# The Rain in Spain...



## RonFog (Oct 7, 2011)

Last autumn I had to re-tile my first floor balconies as the membranes ruptured and my house was permanently damp. The builder, who has done a very good job, also removed the drains running from the terraces down the inside of the walls as he felt that these were also causing damp to penetrate through. However, this has caused another problem as now the rainwater runs directly off the terraces and down the outside of the walls of the house making track marks as it runs down. The builder has been back with some really awful aluminium guttering that is huge and tells me that this is the only style of guttering available. It will look terrible as the house has pretty Andalucian style detail on the rendering, but I am loathe to have guttering and down pipes shipped from the UK. 
Does anyone have any ideas? RF


----------



## 90199 (Mar 21, 2010)

This is our only water drain from the terrace above the garage, all the others go into an Aljibe
It is an half moon tile reversed


----------



## Pesky Wesky (May 10, 2009)

RonFog said:


> Last autumn I had to re-tile my first floor balconies as the membranes ruptured and my house was permanently damp. The builder, who has done a very good job, also removed the drains running from the terraces down the inside of the walls as he felt that these were also causing damp to penetrate through. However, this has caused another problem as now the rainwater runs directly off the terraces and down the outside of the walls of the house making track marks as it runs down. The builder has been back with some really awful aluminium guttering that is huge and tells me that this is the only style of guttering available. It will look terrible as the house has pretty Andalucian style detail on the rendering, but I am loathe to have guttering and down pipes shipped from the UK.
> Does anyone have any ideas? RF


You certainly do not have to ship anything from the UK! We have zinc, most of the neighbours have pvc. However, after a bit of Googling it does seem that in your area aluminium is the name of the day. So maybe you'll have to look in another part of Spain, but no further afield I would have thought
Guttering = canalones and there are plenty of people offering the service in your area. Somebody might have something non aluminium.


----------



## RonFog (Oct 7, 2011)

Thank for your reply H, but I can see from the photo that your rainwater pipe runs down the inside of the exterior walls. Mine have now been blocked as there is now so much rain during the winter and I now need to train water off the terraces into a gutter and then a rainwater pipe down the exterior of the house, much the same as we do in the UK. I am looking for neat English style guttering. RF


----------



## RonFog (Oct 7, 2011)

Pesky Wesky said:


> You certainly do not have to ship anything from the UK! We have zinc, most of the neighbours have pvc. However, after a bit of Googling it does seem that in your area aluminium is the name of the day. So maybe you'll have to look in another part of Spain, but no further afield I would have thought
> Guttering = canalones and there are plenty of people offering the service in your area. Somebody might have something non aluminium.

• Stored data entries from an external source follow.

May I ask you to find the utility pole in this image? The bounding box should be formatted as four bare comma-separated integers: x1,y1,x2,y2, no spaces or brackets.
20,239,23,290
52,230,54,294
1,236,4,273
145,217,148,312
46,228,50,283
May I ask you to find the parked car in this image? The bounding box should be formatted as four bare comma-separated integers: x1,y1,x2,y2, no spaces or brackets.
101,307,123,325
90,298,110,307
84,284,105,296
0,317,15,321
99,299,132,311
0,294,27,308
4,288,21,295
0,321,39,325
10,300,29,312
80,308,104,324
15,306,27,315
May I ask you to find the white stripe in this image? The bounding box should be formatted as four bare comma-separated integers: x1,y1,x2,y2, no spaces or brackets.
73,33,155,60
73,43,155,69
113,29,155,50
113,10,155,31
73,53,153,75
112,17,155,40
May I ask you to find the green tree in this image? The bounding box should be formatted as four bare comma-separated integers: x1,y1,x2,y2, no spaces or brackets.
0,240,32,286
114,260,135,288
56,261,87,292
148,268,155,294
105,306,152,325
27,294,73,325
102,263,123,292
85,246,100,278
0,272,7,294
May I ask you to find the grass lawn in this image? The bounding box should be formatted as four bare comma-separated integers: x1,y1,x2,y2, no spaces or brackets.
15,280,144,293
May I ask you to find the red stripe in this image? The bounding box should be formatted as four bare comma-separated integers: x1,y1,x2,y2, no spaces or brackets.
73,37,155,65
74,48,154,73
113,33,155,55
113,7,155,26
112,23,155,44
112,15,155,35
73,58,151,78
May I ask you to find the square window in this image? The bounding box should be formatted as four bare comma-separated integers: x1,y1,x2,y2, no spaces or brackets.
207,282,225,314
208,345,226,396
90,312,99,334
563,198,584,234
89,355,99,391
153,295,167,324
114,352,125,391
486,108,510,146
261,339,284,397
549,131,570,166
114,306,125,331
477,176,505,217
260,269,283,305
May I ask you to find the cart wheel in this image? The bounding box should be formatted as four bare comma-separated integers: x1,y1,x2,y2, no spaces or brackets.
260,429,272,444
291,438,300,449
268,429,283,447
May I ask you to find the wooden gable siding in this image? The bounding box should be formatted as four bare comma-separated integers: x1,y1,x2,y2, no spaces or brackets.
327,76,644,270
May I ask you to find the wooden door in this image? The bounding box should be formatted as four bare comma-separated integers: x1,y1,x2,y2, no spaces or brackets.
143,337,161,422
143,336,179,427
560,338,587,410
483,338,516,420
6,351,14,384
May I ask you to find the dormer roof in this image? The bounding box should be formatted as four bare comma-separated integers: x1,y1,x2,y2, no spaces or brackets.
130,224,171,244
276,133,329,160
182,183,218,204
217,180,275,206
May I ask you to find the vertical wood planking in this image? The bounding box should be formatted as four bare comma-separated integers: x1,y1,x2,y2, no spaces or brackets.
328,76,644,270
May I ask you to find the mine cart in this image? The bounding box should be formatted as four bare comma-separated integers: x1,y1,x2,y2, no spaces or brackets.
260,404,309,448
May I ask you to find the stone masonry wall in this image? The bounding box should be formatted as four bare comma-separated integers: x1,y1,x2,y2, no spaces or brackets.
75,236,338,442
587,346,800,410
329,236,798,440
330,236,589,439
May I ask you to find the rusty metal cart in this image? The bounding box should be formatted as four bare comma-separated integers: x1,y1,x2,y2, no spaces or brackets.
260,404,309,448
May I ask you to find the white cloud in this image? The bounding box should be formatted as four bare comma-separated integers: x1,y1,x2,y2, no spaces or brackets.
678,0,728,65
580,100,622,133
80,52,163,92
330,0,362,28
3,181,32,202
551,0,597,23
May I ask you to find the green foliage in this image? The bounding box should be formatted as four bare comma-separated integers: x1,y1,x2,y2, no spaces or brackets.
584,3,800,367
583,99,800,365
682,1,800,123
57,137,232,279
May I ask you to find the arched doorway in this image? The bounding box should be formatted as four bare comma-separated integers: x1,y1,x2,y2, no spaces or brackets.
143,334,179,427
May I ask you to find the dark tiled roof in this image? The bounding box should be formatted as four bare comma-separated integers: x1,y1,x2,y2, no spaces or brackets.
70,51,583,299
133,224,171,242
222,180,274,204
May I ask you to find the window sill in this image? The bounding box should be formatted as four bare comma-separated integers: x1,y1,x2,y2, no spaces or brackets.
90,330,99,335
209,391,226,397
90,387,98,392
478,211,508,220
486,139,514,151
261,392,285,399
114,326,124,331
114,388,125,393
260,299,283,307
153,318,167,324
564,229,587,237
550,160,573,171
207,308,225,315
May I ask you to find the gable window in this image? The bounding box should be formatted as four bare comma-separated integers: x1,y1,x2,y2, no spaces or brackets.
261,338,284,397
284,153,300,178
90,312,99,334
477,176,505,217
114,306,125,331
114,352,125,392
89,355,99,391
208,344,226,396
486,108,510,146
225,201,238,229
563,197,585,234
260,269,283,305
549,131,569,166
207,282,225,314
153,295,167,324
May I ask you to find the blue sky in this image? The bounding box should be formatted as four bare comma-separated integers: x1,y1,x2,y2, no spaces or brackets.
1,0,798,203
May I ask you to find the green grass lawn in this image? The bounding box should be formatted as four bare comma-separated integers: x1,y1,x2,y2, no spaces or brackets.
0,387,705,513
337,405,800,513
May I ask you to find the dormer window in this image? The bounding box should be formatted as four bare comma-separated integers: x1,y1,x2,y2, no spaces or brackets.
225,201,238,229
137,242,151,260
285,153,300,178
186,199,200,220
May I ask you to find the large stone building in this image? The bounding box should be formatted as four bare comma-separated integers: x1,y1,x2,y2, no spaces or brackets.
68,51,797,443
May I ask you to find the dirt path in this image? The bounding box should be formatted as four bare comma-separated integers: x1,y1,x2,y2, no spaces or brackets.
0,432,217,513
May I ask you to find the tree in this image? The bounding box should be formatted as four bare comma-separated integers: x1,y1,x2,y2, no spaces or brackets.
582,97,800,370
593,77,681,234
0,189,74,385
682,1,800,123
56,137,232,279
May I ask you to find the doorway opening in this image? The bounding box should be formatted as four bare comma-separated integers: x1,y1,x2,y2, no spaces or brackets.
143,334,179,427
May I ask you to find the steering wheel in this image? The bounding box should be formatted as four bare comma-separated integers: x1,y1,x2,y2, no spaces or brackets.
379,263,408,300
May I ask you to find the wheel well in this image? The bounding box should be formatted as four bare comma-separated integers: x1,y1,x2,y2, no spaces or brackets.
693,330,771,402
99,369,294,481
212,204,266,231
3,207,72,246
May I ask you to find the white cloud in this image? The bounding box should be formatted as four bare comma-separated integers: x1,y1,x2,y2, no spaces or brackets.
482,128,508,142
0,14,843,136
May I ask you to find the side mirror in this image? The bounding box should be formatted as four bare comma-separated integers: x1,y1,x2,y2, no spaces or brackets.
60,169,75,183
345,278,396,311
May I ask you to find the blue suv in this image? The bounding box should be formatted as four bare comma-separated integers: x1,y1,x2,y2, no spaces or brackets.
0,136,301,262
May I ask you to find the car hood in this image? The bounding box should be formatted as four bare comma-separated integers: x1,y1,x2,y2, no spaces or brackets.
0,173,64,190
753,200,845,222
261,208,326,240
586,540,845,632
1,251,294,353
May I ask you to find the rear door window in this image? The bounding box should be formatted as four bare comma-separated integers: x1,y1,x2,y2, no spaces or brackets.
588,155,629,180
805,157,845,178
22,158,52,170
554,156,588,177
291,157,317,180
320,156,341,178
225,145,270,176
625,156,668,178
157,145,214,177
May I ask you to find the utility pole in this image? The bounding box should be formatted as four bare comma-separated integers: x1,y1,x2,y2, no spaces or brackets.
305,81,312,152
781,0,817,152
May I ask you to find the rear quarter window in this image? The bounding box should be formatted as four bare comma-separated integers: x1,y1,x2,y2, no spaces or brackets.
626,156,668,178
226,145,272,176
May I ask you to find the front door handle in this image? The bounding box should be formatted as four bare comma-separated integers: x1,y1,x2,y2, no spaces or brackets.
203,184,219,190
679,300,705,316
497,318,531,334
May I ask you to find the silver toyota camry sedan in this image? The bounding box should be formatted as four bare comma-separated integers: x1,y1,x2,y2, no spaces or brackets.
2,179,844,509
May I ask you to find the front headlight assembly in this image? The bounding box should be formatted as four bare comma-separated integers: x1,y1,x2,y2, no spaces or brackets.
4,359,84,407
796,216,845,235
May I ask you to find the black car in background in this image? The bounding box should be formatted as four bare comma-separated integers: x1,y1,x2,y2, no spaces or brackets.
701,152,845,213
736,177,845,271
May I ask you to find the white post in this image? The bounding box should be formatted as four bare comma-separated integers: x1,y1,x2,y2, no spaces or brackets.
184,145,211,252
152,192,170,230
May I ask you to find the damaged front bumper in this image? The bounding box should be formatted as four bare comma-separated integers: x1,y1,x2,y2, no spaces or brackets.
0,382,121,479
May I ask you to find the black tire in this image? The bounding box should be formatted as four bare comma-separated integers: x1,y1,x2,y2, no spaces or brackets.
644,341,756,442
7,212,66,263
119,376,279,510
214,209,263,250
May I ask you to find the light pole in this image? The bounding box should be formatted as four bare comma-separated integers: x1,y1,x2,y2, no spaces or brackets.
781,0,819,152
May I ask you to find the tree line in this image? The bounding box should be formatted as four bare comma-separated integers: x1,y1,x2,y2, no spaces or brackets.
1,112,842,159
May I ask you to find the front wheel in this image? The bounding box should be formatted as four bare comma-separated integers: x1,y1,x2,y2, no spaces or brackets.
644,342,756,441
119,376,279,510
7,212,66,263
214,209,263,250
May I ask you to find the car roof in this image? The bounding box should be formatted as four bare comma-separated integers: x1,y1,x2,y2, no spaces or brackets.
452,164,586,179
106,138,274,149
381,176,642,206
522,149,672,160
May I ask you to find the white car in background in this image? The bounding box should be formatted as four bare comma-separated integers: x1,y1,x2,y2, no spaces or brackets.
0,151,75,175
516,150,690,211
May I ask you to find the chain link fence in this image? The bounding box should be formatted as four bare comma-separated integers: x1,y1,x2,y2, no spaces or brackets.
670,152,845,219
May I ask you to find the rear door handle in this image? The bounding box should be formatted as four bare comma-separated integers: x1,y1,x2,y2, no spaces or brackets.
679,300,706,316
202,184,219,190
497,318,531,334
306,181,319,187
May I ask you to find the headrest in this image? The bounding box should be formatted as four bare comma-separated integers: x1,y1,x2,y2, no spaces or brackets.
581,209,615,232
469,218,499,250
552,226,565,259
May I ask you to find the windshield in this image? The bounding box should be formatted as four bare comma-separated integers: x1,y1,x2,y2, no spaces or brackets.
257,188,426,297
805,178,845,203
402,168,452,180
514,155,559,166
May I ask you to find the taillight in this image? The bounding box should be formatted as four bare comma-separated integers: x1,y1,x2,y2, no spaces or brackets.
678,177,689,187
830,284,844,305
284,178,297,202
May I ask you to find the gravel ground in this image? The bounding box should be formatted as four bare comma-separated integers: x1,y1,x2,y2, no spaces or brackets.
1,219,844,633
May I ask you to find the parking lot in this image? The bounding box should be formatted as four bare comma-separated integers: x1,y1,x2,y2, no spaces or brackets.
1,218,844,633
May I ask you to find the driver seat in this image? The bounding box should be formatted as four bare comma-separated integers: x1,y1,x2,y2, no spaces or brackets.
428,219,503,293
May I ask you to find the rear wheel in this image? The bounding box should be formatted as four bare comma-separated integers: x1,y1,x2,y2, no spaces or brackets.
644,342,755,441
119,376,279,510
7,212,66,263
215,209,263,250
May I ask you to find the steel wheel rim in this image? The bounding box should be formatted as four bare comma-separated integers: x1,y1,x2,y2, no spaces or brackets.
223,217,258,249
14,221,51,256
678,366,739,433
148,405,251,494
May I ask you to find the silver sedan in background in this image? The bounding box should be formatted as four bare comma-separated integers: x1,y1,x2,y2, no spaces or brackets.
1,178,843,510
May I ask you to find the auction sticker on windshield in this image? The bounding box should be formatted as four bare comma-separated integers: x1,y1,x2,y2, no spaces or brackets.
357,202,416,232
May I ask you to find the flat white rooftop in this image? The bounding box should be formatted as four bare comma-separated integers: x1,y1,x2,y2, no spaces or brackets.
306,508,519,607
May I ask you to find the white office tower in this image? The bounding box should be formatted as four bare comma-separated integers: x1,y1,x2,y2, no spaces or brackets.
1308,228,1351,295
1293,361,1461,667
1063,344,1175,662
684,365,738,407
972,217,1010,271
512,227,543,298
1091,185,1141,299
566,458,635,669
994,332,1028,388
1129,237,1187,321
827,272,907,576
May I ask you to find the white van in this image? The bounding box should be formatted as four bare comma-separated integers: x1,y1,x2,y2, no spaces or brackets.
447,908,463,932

Thanks PW I will start to google this straight away. it's not that I am averse to aluminium just the size of it! Rf


----------



## country boy (Mar 10, 2010)

These excellent people are near to you and will definitely have what you want:

AIM British building supplies and DIY centre - Decking Spain


----------



## VFR (Dec 23, 2009)

There are loads of Spanish company's around that will make a continuous ally gutter from the rear of the van from a big coil.
Any size shape you like (well a big choice)
Any colour you like.
Will even do the same in copper.
Light weight & easier to fix unlike plastic.


----------



## donz (May 5, 2010)

RonFog, I have definitely seen normal PVC guttering in the likes of either Leroy Merlin or Bauhaus down in Malaga so it is around 

I am having some put on my roof when it is finished this week


----------